The USDA updated its estimate of last year’s soybean crop on Thursday morning, revising the crop size downward by 1.1% to 4.307 billion bushels. This news was especially jarring to the market, which expected this estimate to show an even larger harvest. While the 2016 soybean crop was still the largest in history, this downward revision sparked concerns that U.S. supplies may not be as ample as once thought. These fears sent beans on the largest one-day rally in months, gaining nearly 30 cents per bushel on Thursday alone.
Before our fall harvest, the USDA is expecting a remaining carryover of 420 million bushels, an adequate figure, but one that will require a healthy harvest from South America, where producers are preparing to bring in their “summer crop.” Potential trade conflicts with China could add a huge wild card on the demand side as China imports over 60% of the world’s soybeans. If we impose tariffs or sanctions on China, they may retaliate, which could dwarf the supply side of the supply/demand formula.
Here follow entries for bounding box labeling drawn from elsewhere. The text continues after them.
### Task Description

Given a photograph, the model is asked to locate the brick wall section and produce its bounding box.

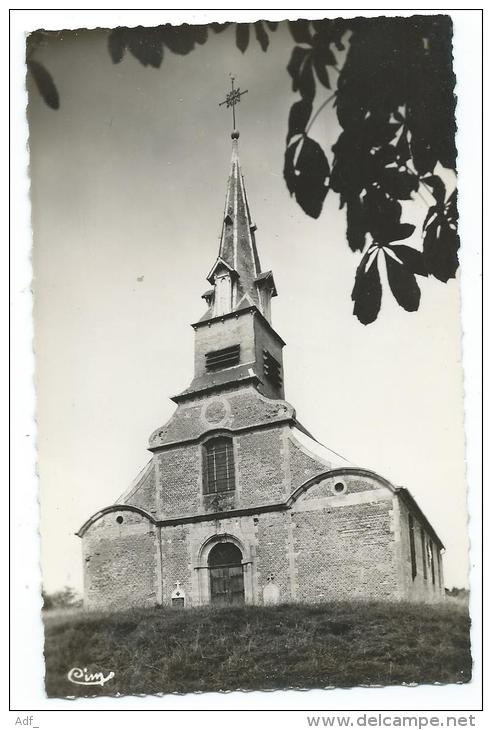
[161,525,192,605]
[83,510,158,609]
[155,444,202,519]
[289,439,330,491]
[255,512,293,603]
[149,386,294,448]
[399,499,444,602]
[292,497,398,602]
[236,428,287,507]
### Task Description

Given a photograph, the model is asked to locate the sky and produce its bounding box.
[28,21,468,591]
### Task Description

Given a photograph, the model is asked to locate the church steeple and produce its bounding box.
[205,131,277,321]
[173,86,285,403]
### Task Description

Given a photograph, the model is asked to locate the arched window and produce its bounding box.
[203,437,235,494]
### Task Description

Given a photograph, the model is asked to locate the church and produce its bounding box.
[77,109,444,609]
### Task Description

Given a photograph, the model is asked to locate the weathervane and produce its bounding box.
[219,75,248,137]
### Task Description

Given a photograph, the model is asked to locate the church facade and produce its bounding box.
[77,132,444,609]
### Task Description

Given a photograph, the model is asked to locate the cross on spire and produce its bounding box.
[219,75,248,137]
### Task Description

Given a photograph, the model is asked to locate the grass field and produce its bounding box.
[44,602,471,697]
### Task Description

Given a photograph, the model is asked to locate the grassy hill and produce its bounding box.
[44,602,471,697]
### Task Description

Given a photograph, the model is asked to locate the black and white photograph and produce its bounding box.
[11,5,480,709]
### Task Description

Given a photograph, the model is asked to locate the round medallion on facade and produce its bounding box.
[201,397,231,428]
While most Americans may not think about eating soybeans directly, soy is prevalent in many processed foods, especially high-protein products, while soybean meal feeds our cattle, hogs, and poultry. Soybean oil (often labeled “vegetable oil”) is the predominant oil used in salad dressings and for cooking. Should China retaliate with tariffs or the South American crop fall short, these ramifications could impact the prices for many of the items in your grocery cart!
Gold prices jumped on inflation fears to a two-month high this week, topping $1,206 per ounce on Thursday. In recent years, China and India have been increasing their gold purchases, soaking up global supply and boosting prices.
Another potential source of rising demand could be Muslim investors; a recent ruling has permitted purchases of gold as an investment vehicle under Islamic law. The impact of the ruling hasn’t moved markets substantially, prompting skepticism from some analysts. However, others point out that even a small shift in the investing habits of the world’s 1.6 billion Muslims could have a substantial the impact on the gold market.